The BAE Texts Analysis (BAETA – pronounced bay-ta) project was designed to analyze text messages between bae and I. There were also a few constraints to keep in mind:
- Ability to analyze messages from both Google Voice and iOS
- Ability to visualize findings
- Ability to replicate the process for the future
With these constraints in mind, I figured the best way to approach this, was with the following tools
- Data scripting – Python with the following modules/packages
- bs4 a.k.a BeautifulSoup (you’ll see why below)
- nltk – for NLP (Stemming / Lemmatization)
- Data Storage – SQL Server
- Data Visualization – Tableau / Power BI
With some of my messages on Google voice, I had to figure out a way to collect this data. A quick search led me to Google Takeout. Sign in to my account, select all the data I want Google to zip up (depending on your data history this could take a while), and once all done, I get an email saying my data is ready for download. I followed the steps and, voila, I have all my history from Google Voice downloaded to my computer with the following structure
As you can see, all texts are housed within files with the name Text.

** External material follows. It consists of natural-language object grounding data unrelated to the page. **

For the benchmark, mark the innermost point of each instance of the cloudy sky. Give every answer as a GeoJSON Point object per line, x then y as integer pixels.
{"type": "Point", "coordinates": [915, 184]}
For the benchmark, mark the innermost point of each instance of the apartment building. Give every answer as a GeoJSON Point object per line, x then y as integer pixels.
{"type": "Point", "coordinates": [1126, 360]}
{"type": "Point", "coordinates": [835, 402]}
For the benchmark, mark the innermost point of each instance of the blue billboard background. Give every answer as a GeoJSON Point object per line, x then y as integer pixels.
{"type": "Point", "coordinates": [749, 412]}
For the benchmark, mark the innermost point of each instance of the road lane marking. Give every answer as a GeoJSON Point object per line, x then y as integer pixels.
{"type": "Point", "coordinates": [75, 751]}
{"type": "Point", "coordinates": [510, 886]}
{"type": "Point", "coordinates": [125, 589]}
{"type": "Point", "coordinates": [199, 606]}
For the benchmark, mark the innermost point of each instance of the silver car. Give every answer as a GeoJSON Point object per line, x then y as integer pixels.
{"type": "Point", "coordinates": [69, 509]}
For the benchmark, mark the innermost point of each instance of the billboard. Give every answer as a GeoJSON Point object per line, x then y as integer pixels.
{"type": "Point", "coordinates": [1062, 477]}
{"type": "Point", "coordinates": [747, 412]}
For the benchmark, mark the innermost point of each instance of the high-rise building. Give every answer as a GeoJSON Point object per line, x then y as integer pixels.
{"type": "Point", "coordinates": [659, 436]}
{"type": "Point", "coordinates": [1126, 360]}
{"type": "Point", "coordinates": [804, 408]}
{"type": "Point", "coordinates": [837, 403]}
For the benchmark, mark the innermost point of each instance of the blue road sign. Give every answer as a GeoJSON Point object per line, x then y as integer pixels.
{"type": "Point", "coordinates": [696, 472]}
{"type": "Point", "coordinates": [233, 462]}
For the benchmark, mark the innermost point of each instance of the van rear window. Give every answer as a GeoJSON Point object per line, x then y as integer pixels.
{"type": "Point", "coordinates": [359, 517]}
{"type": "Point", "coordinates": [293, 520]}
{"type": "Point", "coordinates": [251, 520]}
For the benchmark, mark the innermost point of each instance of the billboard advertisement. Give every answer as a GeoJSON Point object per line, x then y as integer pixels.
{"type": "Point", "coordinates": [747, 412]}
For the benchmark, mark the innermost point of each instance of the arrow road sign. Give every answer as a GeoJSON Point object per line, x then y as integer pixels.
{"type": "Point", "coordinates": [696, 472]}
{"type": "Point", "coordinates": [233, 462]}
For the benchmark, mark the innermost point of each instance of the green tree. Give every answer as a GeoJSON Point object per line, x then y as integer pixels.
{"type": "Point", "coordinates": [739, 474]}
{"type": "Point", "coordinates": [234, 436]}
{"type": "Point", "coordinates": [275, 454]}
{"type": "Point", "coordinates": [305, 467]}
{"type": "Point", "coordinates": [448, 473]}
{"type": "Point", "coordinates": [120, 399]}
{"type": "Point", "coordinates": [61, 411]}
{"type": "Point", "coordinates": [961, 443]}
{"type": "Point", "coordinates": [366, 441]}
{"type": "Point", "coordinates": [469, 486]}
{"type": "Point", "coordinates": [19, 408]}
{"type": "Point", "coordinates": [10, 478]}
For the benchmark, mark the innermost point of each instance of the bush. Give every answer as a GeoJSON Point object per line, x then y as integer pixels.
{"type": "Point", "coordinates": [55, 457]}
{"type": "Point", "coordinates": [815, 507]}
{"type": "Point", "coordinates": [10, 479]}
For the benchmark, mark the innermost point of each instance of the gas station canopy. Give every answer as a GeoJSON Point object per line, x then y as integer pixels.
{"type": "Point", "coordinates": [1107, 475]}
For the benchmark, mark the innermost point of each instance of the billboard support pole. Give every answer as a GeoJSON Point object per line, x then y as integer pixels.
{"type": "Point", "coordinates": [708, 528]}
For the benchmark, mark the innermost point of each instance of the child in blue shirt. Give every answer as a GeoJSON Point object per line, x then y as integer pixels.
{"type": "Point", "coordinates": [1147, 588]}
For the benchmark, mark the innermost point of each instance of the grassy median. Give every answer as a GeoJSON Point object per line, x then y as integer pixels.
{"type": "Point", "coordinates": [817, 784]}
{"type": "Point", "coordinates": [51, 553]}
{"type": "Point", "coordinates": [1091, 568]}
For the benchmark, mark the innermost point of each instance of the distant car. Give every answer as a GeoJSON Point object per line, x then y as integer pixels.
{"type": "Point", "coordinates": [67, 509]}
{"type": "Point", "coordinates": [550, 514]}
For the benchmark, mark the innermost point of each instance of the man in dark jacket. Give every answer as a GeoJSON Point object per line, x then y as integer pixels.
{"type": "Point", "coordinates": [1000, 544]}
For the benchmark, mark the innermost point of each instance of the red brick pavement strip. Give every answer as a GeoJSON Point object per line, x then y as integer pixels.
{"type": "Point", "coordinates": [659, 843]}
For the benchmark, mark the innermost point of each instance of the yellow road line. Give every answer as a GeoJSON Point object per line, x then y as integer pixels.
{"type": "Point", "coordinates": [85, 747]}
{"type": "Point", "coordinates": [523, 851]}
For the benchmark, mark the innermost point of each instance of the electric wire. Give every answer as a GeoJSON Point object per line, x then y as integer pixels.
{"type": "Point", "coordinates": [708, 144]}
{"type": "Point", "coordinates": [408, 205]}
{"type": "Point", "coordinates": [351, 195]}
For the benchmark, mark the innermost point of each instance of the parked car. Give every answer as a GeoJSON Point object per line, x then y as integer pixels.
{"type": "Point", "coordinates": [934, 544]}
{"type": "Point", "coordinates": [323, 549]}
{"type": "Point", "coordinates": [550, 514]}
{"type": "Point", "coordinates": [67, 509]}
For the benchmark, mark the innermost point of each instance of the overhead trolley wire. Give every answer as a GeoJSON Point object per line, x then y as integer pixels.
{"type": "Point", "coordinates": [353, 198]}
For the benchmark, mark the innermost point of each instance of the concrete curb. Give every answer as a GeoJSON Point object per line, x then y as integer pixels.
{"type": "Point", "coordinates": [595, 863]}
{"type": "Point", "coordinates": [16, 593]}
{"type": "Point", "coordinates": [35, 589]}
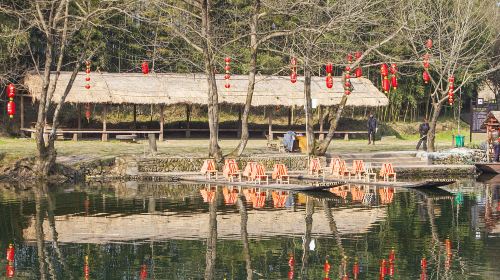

Here’s a snippet from one of the files.
Now that I know what the structure of a text / conversation looks like, I use the BeautifulSoup module from Python to navigate the document structure and extract the information I need.
In order to get access to iMessages I needed three things
- A Macbook – there are articles out there that talked about how creating an iTunes backups could give me access to my texts and after failing a couple of attempts (perhaps I could’ve resolved this with more troubleshooting) on a Windows machine, I decided to switch tactics and use a Macbook instead
- Messages App on Mac OS – Once on the Mac, I had to set it up to sync my iMessages. Here’s an article that gave me more information on where I needed to look for the required file. What I needed to find, here, was a chat.db file that was generated as a consequence of the iMessage sync. This sqlite database houses all the chats and I can hone in on what i’m looking for from there.
- SQLite DB Browser – Once I had the chat.db file from step#2, I moved it to my Windows machine and got the DB Browser for SQLite that helps browse the data within the chat.db file. Here’s what the db structure looked like.
Now that I know what’s in the database, I try to figure out what tables are likely to contain the data I need – message, chat and chat_message_join. The message table has the actual message but I’m also going to need some other info
- ROWID to join with message_id from the chat_message_join table
- chat_id from the chat_message_join to join against the ROWID from the chat table
- epoch time manipulation – the article I linked to in the section above, gives excellent guidance as to what needs to be done to convert the epoch time to human readable time.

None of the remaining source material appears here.